在PET中，肿瘤通常占据整个PET图像的一个小区域，像素级分类偏向背景，因此在分割结果中，肿瘤被部分丢失的可能性很高(Yuan等, 2017)。典型的解决方案是在训练期间为每个像素分配权重，补偿来自每个类的不同像素频率，重新平衡肿瘤和背景。然而，这种像素级重新加权过程带来了额外的计算成本，尤其在训练过程中采用图像扩增时。

本文引入了一种新的基于Jaccard距离的损失函数。基于Jaccard距离样本之间的不相似性，与Jaccard指数互补。定义$\mathit{\boldsymbol{G}}$表示手动分割肿瘤区域，$\mathit{\boldsymbol{M}}$代表计算机生成的掩模，Jaccard距离定义为

$ \begin{array}{l} {d_J}\left( {\mathit{\boldsymbol{G}},\mathit{\boldsymbol{M}}} \right) = 1 - J\left( {\mathit{\boldsymbol{G}},\mathit{\boldsymbol{M}}} \right) = \\ \;\;\;\;\;\;\;\;\;\;\;\;\;\;\;\;\;1 - \frac{{\left| {\mathit{\boldsymbol{G}} \cap \mathit{\boldsymbol{M}}} \right|}}{{\left| \mathit{\boldsymbol{G}} \right| + \left| \mathit{\boldsymbol{M}} \right| - {{\left| {\mathit{\boldsymbol{G}} \cap \mathit{\boldsymbol{M}}} \right|}^\prime }}} \end{array} $

(2)

${d_J}\left({\mathit{\boldsymbol{G}}, \mathit{\boldsymbol{M}}} \right)$本身不可微分，因此难以应用于反向传播。本文设计以下损失函数

$ {L_{{d_J}}} = 1 - \frac{{\sum\limits_{m,n} {\left( {{t_{mn}}{p_{mn}}} \right)} }}{{\sum\limits_{m,n} {t_{mn}^2} + \sum\limits_{m,n} {p_{mn}^2} - \sum\limits_{m,n} {{{\left( {{t_{mn}}{p_{mn}}} \right)}^\prime }} }} $

(3)

式中，${p_{mn}}$为像素属于肿瘤的后验概率。

该损失函数不需要权重图重新平衡来自肿瘤区域和背景的像素。
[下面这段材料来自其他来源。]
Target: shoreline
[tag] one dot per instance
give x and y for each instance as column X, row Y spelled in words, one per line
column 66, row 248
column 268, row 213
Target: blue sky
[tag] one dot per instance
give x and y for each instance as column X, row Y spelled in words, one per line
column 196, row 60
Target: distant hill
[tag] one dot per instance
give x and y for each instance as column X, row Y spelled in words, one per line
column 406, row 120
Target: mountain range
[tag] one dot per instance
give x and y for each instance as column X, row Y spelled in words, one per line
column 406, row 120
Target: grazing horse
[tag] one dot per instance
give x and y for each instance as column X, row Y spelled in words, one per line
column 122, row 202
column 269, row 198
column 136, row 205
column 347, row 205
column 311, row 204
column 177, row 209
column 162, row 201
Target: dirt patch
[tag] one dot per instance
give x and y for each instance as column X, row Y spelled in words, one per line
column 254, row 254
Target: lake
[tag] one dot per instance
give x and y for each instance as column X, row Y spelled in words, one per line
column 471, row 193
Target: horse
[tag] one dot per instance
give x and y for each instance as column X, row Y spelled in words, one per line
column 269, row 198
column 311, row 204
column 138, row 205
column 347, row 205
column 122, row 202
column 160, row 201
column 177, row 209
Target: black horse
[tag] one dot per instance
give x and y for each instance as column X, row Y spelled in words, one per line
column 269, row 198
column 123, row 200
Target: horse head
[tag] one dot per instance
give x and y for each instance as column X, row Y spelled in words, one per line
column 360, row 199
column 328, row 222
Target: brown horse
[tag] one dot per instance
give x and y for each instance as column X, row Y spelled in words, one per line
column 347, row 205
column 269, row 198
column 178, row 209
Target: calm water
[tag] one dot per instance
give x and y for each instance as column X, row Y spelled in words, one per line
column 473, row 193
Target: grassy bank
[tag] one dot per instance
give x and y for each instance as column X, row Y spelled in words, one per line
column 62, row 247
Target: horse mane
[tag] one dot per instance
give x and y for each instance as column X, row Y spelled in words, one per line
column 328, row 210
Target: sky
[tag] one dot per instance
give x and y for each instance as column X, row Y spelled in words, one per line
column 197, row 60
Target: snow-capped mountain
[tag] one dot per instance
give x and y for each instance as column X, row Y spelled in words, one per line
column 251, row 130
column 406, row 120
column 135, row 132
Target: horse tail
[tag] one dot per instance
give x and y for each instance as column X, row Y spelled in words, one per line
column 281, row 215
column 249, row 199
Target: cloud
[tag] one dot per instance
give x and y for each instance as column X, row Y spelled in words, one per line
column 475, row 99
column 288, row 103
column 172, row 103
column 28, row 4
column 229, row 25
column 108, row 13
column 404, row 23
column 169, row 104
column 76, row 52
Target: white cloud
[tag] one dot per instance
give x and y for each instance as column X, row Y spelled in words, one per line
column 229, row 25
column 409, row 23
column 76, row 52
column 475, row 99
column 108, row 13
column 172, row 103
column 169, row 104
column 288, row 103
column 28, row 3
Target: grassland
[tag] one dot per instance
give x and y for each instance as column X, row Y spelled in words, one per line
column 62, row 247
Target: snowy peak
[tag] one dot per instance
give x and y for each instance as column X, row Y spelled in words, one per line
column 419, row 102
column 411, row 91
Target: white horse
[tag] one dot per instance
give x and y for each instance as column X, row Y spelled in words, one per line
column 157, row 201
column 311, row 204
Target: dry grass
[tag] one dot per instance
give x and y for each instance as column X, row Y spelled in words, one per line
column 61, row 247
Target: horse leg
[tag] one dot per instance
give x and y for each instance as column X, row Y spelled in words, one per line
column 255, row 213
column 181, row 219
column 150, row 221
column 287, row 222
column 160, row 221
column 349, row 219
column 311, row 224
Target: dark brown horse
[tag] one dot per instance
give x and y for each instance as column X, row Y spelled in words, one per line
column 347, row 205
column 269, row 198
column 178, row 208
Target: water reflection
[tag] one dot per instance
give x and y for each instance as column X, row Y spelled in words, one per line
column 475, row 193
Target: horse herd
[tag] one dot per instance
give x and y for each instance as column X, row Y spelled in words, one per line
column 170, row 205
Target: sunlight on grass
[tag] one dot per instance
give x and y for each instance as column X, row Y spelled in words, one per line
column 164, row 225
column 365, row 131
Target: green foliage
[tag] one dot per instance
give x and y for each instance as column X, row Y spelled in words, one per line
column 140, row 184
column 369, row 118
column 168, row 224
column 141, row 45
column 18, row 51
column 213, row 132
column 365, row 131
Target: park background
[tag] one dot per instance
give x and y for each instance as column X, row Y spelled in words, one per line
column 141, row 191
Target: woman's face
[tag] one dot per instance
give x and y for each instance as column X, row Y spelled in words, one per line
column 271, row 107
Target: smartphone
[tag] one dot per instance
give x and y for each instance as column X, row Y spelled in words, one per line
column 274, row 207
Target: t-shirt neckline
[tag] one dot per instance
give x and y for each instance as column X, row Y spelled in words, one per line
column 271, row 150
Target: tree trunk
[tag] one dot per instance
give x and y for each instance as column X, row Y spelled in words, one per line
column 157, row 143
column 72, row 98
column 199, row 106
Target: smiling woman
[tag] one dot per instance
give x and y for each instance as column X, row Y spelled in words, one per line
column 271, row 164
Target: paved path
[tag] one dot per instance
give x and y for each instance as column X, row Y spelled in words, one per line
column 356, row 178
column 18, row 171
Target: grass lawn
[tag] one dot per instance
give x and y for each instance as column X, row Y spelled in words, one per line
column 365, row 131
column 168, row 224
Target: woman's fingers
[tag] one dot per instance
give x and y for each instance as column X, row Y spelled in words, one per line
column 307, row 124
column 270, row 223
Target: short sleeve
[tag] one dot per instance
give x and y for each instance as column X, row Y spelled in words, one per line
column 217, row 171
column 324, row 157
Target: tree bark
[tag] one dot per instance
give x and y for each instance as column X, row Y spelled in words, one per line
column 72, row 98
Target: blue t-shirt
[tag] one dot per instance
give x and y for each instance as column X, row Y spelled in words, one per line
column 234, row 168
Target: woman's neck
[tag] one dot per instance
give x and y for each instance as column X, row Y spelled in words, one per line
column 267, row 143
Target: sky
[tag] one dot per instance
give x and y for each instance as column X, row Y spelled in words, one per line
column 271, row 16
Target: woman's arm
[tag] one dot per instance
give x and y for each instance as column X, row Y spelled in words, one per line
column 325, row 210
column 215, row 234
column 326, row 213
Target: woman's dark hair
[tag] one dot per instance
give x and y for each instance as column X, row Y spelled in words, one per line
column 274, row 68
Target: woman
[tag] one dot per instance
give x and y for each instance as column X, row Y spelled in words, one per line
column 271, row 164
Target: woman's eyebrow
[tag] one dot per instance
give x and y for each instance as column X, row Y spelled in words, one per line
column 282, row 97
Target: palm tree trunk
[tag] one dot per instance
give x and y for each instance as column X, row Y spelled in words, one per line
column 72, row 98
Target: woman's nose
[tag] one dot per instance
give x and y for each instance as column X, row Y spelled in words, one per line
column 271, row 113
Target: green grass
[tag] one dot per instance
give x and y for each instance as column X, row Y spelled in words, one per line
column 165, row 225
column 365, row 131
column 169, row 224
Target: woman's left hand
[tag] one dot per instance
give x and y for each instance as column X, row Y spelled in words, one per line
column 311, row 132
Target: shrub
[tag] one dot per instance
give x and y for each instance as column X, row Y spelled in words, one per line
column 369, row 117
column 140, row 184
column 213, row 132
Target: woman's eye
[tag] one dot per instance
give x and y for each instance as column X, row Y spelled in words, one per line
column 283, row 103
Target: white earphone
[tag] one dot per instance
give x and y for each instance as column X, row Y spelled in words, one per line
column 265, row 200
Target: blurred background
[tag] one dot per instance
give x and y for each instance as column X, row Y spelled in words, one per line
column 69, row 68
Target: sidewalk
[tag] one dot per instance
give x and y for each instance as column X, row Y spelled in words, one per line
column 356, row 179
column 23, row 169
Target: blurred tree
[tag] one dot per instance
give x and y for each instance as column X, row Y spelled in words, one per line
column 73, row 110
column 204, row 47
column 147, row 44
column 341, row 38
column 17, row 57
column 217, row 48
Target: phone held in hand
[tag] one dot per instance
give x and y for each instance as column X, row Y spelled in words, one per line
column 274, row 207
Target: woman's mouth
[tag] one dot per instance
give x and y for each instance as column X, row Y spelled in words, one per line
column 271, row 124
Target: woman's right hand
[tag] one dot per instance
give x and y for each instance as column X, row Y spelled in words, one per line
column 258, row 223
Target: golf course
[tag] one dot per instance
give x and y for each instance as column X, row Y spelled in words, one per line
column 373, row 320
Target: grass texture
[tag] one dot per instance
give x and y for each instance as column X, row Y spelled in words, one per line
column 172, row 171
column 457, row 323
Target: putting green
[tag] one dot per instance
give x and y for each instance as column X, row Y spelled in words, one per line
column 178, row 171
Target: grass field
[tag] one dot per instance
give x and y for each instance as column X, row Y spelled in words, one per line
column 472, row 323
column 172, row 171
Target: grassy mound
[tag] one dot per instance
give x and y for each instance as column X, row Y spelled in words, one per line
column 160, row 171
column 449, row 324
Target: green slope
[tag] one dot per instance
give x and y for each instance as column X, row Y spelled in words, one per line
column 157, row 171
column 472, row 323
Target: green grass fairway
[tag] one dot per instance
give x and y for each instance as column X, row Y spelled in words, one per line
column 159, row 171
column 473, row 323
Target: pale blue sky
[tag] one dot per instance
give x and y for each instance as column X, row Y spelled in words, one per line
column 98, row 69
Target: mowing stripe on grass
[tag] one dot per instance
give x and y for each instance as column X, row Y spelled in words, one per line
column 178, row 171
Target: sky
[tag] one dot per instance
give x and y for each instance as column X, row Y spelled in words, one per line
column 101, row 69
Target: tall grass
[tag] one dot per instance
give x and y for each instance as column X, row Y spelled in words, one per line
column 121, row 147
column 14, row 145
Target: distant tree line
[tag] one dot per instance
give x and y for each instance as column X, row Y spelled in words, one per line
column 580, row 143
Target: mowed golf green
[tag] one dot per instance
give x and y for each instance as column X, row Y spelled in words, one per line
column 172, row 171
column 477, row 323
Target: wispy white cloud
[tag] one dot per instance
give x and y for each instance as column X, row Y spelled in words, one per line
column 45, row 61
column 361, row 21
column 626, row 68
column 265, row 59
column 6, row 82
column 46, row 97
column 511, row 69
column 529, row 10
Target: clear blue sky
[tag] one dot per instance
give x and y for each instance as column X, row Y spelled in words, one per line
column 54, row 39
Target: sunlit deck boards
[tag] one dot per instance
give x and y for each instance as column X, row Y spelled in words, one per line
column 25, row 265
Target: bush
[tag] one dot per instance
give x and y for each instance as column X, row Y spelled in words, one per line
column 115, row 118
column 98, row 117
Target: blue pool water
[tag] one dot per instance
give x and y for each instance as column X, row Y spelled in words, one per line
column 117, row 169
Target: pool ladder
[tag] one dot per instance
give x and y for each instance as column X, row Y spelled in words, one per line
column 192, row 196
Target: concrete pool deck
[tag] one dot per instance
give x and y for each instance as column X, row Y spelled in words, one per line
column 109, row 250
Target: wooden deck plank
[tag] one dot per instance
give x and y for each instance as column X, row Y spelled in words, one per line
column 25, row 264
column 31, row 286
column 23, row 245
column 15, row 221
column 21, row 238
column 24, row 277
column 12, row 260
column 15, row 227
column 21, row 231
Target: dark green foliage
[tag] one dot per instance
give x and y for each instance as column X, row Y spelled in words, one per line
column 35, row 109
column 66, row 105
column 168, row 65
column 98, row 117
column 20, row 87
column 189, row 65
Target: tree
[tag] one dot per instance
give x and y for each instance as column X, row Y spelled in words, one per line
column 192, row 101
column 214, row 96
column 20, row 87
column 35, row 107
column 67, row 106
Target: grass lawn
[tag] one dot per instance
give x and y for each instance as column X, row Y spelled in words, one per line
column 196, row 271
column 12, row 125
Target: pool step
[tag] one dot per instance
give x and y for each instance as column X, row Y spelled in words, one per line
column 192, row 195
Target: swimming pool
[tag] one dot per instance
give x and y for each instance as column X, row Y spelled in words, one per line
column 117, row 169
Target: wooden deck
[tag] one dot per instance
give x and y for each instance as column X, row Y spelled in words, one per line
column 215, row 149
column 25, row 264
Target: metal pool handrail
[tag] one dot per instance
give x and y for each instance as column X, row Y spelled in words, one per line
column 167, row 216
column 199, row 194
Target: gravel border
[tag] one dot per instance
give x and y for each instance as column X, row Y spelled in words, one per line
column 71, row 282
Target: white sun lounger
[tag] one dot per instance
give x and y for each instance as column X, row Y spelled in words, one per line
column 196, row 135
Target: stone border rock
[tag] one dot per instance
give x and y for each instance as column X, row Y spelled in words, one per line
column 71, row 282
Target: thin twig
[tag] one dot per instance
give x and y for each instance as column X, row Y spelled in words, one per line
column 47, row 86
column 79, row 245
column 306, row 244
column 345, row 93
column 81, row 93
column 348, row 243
同时，提出的损失函数是可微的，即

$ \begin{array}{*{20}{c}} {\frac{{\partial {L_{{d_J}}}}}{{\partial {p_{mn}}}} = - \frac{{{t_{mn}}\left[ {\sum\limits_{m,n} {t_{mn}^2} + \sum\limits_{m,n} {p_{mn}^2} - \sum\limits_{m,n} {\left( {{t_{mn}}{p_{mn}}} \right)} } \right]}}{{{{\left[ {\sum\limits_{m,n} {t_{mn}^2} + \sum\limits_{m,n} {p_{mn}^2} - \sum\limits_{m,n} {\left( {{t_{mn}}{p_{mn}}} \right)} } \right]}^2}}} + }\\ {\frac{{\left( {2{p_{mn}} - {t_{mn}}} \right)\left[ {\sum\limits_{m,n} {\left( {{t_{mn}}{p_{mn}}} \right)} } \right]}}{{{{\left[ {\sum\limits_{m,n} {t_{mn}^2} + \sum\limits_{m,n} {p_{mn}^2} - \sum\limits_{m,n} {\left( {{t_{mn}}{p_{mn}}} \right)} } \right]}^2}}}} \end{array} $

(4)

式(4)可以在训练网络时，有效集成到反向传播中。

1.2.3 DropBlock

在多数情况下，dropout主要用于卷积网络的完全连接层。本文引入了以结构形式失活的DropBlock技术(Ghiasi等, 2018)。与dropout相比，主要区别在于DropBlock从层的特征映射中删除连续区域，而不是丢弃独立的随机单元。由于DropBlock会失活相关区域中的功能，因此网络模型必须在其他地方寻找适合的特征匹配数据。被丢弃的特征子集是针对每个小批量独立绘制的并且形成不同的网络架构，然后DropBlock训练具有不同架构但在单个时期中共享权重的所有子网络的集合。以这种方式，特征块之间产生较少的依赖性，从而学习在不同子集之间更强的特征，这使得训练的模型鲁棒性和泛化能力更强。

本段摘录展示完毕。